Deuxièmement, la littérature scientifique souligne que les approches des policiers en milieux ruraux et éloignés sont souvent différentes de celles de leurs collègues en milieux urbains. Ceci découle du fait que leurs relations avec les membres des communautés s’avèrent beaucoup plus informelles (Crank, 1990). En effet, ces policiers sont d’ordinaire mieux ancrés dans leurs communautés, vivant et partageant les mêmes réalités que les citoyens. Plus encore, la taille des populations est généralement beaucoup plus petite comparativement aux métropoles, favorisant une plus grande familiarité avec les membres des communautés. De ce fait, les approches sont fréquemment plus à même d’être ajustées pour répondre aux besoins des communautés (Falcone et al., 2002 ; Griffiths et Clark, 2017). Par exemple, les études suggèrent que les policiers reçoivent fréquemment des demandes de services par des canaux informels (p. ex. : appel à la maison). Ils interviennent souvent également de manière à résoudre les situations en usant de modes alternatifs (p. ex. : autres que la criminalisation) (Frank et Liederbach, 2003 ; Griffiths et Clark, 2017 ; Holmes, Painter et Smith, 2017 ; Lithopoulos et Ruddell, 2011 ; Payne et al., 2005 ; Ruddell et al., 2014). Toutefois, ces relations informelles n’ont pas que des avantages :

[The] lack of anonymity can contribute to feelings of being trapped by one’s job […] Officers working these places report that residents seldom make the distinction between work and non-work hours and often approach off-duty officers on the street to discuss police-related matters or appear at an officer’s home to report offenses. That familiarity might contribute to the expectation of leniency, especially since many of these officers try to participate in local activities to reduce the social distance between the public and police and be part of the community.

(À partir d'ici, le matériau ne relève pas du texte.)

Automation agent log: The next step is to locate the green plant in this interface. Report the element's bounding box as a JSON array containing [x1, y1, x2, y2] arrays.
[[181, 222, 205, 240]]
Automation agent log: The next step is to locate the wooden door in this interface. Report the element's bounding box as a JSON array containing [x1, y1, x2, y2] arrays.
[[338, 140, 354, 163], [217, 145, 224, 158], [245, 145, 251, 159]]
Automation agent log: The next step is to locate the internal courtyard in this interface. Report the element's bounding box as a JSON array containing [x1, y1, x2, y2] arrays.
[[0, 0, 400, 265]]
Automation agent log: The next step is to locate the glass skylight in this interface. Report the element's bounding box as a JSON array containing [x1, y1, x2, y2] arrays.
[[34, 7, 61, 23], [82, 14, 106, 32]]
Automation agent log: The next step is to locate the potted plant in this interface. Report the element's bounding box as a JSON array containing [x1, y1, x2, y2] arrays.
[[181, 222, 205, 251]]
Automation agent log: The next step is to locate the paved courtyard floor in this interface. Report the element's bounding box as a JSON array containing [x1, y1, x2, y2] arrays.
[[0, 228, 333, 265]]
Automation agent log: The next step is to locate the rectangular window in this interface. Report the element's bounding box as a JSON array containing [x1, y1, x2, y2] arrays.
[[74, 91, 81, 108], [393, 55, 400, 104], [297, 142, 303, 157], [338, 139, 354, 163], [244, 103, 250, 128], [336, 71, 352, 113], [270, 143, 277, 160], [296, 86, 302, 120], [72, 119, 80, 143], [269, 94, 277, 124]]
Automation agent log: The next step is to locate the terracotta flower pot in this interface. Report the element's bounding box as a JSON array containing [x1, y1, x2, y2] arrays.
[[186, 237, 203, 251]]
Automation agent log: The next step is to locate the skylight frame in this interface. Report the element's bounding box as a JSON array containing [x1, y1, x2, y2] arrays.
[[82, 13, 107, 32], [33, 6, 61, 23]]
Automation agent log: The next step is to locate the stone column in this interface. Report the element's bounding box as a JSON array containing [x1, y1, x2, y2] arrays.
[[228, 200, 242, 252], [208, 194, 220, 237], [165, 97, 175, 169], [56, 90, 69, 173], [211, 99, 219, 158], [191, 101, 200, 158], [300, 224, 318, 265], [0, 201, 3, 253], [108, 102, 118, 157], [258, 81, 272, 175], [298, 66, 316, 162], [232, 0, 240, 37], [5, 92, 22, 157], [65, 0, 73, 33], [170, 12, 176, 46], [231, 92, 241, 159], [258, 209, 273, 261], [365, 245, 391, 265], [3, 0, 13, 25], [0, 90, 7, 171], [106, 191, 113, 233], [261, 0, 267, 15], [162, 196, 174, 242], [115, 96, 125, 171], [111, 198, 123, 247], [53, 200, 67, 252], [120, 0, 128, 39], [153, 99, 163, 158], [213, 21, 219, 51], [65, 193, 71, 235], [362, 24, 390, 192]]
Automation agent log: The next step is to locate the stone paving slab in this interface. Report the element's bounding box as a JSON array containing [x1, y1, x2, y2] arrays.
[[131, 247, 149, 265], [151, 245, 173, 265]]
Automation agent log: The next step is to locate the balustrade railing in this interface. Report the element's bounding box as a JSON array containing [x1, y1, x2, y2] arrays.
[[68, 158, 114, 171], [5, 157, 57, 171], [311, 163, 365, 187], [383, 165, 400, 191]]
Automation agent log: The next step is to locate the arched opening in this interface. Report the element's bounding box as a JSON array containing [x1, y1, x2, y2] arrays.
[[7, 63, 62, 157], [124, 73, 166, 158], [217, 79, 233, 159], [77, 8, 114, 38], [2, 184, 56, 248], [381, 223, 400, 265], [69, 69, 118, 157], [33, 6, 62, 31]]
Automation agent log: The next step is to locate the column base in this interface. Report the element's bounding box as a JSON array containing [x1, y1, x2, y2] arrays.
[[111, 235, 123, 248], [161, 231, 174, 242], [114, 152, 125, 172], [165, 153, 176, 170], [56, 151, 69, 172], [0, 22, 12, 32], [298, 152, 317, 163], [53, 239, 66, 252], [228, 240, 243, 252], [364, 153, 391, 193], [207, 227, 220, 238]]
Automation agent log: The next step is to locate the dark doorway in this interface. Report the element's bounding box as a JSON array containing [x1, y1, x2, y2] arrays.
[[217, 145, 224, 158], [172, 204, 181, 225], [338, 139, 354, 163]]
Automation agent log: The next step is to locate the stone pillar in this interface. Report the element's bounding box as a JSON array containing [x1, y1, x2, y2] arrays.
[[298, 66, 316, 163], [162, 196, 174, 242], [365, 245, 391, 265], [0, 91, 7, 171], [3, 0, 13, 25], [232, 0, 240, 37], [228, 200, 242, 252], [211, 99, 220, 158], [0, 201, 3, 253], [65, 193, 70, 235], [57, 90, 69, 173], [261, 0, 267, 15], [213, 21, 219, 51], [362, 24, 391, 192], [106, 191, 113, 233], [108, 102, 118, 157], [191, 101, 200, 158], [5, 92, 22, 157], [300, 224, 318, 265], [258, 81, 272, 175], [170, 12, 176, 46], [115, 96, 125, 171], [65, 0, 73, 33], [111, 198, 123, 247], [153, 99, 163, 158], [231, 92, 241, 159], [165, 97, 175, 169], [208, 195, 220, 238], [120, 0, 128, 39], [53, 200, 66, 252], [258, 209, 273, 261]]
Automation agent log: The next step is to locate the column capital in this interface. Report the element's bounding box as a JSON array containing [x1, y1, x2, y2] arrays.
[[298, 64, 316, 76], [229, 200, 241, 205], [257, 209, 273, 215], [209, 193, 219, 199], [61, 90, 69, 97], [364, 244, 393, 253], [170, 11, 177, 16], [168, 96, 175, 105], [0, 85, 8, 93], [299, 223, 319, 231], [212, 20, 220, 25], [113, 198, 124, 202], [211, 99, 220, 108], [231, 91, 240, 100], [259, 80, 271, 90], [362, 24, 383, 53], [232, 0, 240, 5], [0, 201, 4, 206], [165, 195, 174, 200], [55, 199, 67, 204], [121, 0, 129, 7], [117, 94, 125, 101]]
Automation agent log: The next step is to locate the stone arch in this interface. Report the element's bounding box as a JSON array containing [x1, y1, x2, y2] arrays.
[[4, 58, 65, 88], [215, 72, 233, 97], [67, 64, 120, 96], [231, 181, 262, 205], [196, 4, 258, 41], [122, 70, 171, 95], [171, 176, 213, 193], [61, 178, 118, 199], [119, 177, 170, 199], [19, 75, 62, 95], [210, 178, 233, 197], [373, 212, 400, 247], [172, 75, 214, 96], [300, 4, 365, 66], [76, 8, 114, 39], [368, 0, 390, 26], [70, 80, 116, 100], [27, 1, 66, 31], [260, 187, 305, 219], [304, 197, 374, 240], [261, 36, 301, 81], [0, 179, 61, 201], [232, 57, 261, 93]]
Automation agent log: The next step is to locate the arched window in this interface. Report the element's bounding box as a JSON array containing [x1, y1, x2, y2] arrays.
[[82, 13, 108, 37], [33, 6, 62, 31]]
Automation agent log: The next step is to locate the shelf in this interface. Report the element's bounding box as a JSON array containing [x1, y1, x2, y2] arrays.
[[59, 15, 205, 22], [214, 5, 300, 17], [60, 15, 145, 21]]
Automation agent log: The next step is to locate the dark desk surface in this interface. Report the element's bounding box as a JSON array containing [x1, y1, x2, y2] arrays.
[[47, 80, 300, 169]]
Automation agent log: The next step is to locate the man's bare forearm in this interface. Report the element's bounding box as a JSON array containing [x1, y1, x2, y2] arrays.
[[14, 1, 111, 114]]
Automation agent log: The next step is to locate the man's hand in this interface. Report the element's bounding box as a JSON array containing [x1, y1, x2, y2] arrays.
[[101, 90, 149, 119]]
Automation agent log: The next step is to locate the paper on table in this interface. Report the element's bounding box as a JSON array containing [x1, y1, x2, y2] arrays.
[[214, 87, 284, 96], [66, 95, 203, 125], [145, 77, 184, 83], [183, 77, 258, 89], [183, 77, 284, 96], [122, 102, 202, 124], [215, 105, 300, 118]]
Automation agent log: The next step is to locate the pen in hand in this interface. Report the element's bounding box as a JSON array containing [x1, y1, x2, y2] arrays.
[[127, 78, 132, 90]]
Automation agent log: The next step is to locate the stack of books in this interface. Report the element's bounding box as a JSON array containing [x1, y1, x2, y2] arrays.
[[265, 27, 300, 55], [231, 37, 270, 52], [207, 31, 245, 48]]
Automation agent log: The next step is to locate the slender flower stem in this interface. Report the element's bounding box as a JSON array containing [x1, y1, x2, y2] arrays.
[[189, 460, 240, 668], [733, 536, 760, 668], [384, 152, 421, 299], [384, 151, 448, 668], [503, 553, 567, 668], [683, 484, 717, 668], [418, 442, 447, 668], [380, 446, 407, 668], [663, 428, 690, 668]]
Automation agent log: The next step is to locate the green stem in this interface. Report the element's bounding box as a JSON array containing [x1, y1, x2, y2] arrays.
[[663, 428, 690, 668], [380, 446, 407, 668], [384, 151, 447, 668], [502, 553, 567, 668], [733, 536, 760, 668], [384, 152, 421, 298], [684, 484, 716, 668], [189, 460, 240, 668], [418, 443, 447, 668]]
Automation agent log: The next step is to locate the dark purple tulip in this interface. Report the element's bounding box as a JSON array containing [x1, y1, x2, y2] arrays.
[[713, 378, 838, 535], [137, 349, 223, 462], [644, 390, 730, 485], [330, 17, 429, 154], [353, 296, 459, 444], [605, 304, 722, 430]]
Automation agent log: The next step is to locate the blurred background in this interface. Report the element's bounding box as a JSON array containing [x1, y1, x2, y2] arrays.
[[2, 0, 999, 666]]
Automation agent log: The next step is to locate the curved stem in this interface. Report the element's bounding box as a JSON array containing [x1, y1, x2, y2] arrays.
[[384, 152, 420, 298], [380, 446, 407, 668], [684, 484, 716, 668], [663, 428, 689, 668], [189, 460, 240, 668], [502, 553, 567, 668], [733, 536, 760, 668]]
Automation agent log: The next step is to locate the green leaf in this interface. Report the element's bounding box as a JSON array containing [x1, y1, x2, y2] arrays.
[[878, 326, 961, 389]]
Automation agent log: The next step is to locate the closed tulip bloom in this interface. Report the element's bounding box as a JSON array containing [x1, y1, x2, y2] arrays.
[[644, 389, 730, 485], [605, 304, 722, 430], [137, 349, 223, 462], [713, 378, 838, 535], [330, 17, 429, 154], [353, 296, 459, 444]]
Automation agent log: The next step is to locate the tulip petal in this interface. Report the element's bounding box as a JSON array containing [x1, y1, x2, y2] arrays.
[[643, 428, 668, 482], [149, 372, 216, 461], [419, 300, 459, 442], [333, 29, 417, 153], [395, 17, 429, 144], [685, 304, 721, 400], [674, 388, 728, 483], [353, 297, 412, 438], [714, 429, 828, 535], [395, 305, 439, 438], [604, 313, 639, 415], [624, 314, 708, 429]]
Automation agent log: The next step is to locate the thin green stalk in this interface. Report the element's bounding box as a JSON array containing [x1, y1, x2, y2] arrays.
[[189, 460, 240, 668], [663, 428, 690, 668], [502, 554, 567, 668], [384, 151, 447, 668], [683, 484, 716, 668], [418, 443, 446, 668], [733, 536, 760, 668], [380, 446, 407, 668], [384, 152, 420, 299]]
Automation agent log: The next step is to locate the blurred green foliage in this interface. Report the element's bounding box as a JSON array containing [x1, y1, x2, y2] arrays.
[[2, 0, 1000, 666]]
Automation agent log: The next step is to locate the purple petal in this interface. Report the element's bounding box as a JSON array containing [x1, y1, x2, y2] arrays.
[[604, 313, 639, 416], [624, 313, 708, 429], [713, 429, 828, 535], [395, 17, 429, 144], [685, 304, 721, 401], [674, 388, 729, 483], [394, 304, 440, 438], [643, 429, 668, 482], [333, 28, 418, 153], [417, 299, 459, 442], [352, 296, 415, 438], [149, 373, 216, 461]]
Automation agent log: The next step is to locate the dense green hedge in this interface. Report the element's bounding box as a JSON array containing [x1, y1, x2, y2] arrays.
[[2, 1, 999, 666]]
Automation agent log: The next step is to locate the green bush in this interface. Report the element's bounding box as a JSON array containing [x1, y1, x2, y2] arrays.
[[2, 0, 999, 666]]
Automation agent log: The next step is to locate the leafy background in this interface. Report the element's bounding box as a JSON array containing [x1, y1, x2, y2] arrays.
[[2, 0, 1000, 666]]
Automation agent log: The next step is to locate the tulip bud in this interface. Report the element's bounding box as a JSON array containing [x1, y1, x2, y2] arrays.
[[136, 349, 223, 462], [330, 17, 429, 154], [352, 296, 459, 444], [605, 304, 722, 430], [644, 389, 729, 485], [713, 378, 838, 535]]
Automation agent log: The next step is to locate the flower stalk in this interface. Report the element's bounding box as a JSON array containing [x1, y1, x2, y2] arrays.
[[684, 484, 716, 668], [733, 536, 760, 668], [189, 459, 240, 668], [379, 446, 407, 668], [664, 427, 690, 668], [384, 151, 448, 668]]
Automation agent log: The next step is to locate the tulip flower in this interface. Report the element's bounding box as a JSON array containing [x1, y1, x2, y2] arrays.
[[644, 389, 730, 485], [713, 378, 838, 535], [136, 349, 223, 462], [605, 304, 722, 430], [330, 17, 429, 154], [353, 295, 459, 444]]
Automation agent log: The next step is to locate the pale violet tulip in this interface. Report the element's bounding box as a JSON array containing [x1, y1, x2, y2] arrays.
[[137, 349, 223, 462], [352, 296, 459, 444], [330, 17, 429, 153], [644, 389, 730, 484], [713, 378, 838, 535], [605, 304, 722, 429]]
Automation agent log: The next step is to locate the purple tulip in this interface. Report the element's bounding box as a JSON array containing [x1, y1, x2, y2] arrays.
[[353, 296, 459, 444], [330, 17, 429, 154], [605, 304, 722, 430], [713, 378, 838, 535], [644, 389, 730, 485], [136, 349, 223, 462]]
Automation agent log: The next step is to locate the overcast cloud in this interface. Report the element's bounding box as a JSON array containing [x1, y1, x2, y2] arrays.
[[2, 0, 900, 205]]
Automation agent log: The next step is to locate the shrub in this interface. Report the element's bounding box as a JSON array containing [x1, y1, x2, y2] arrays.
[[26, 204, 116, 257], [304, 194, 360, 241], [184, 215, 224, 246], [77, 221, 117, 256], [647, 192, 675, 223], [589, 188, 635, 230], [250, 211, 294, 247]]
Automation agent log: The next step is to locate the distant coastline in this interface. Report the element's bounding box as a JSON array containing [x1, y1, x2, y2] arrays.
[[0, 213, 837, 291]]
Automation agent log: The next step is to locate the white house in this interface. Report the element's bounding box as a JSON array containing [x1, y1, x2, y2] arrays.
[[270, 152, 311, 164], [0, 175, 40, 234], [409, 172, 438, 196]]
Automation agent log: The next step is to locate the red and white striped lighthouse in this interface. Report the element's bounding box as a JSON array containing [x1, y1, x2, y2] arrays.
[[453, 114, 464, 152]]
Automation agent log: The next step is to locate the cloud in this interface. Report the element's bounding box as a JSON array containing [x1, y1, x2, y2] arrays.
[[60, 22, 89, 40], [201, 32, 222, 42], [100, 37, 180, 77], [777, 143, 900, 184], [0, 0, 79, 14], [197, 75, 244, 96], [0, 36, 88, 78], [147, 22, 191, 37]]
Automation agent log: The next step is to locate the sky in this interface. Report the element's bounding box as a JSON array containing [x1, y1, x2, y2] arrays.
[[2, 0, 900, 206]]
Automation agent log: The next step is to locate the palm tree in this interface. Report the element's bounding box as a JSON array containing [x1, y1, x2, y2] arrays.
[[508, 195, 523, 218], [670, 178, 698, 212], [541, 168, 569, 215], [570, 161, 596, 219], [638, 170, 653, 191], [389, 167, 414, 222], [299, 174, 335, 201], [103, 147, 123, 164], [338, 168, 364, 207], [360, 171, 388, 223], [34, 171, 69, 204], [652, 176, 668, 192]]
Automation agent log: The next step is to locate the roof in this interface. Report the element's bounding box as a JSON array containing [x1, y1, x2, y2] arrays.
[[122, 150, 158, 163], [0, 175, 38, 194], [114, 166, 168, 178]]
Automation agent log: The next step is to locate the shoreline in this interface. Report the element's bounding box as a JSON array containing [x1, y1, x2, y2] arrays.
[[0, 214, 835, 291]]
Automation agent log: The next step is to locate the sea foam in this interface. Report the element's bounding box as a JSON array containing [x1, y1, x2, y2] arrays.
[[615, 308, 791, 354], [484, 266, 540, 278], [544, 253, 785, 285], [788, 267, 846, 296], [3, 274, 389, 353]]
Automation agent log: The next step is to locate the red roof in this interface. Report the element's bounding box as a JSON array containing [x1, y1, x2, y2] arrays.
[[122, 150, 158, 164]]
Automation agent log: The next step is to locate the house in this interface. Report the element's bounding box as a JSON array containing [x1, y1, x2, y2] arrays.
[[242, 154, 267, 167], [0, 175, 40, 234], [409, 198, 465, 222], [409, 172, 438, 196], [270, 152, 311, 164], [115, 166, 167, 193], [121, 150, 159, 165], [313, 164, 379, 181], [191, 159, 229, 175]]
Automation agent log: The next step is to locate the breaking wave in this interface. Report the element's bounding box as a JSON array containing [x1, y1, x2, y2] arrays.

Ruddell et al., 2014, p. 783

Dès lors, ces relations informelles n’auraient pas nécessairement lieu dans les régions les plus éloignées. Les policiers y connaîtraient un niveau de satisfaction d’emploi relativement faible menant à des rotations fréquentes et des déploiements de courte durée. Ceci a pour effet d’engendrer un faible niveau d’implication dans les communautés et une déconnexion face aux besoins de ces dernières (Griffiths et Clark, 2017 ; Lithopoulos et Ruddell, 2011 ; Ruddell et al., 2014 ; Schissel, 1992). De surcroît, ces policiers auraient tendance à appliquer la loi de manière beaucoup plus étroite et à avoir moins recours à leurs pouvoirs discrétionnaires pour régler les conflits (Schissel, 1992). Ces relations police-communautés différentes pourraient vraisemblablement avoir une incidence sur les perceptions des citoyens en ce qui concerne le travail des policiers, notamment d’un point de vue relationnel.

Cadre théorique

Dans cette étude, nous avançons que les réalités uniques des communautés rurales et éloignées – comparativement aux régions urbaines – ont le potentiel d’influencer le travail des policiers ainsi que leurs relations avec les citoyens. Ces différences exercent subséquemment une influence sur la satisfaction des citoyens envers la police. Dès lors, il est primordial de formuler un cadre théorique qui tient compte des interrelations entre l’action humaine, la vie sociale et la spatialité pour donner un sens à ces différences. Toutefois, peu de théories intègrent directement la notion d’espace. Celle-ci est généralement considérée comme un élément périphérique ou est tout simplement ignorée. Nous trouvons néanmoins une exception à cette règle dans la théorie de la structuration proposée par Anthony Giddens (1984). Dans cette théorie, la notion d’espace est développée comme un élément constitutif du déroulement de l’action humaine et de la vie sociale. Dans la section qui suit, nous allons exposer les principes de cette théorie avec un accent particulier sur la notion d’espace. Par le fait même, nous proposons une conceptualisation des communautés rurales et éloignées. Afin de développer nos hypothèses de recherche, nous faisons ensuite un retour sur la littérature scientifique pertinente en fonction de notre cadre théorique.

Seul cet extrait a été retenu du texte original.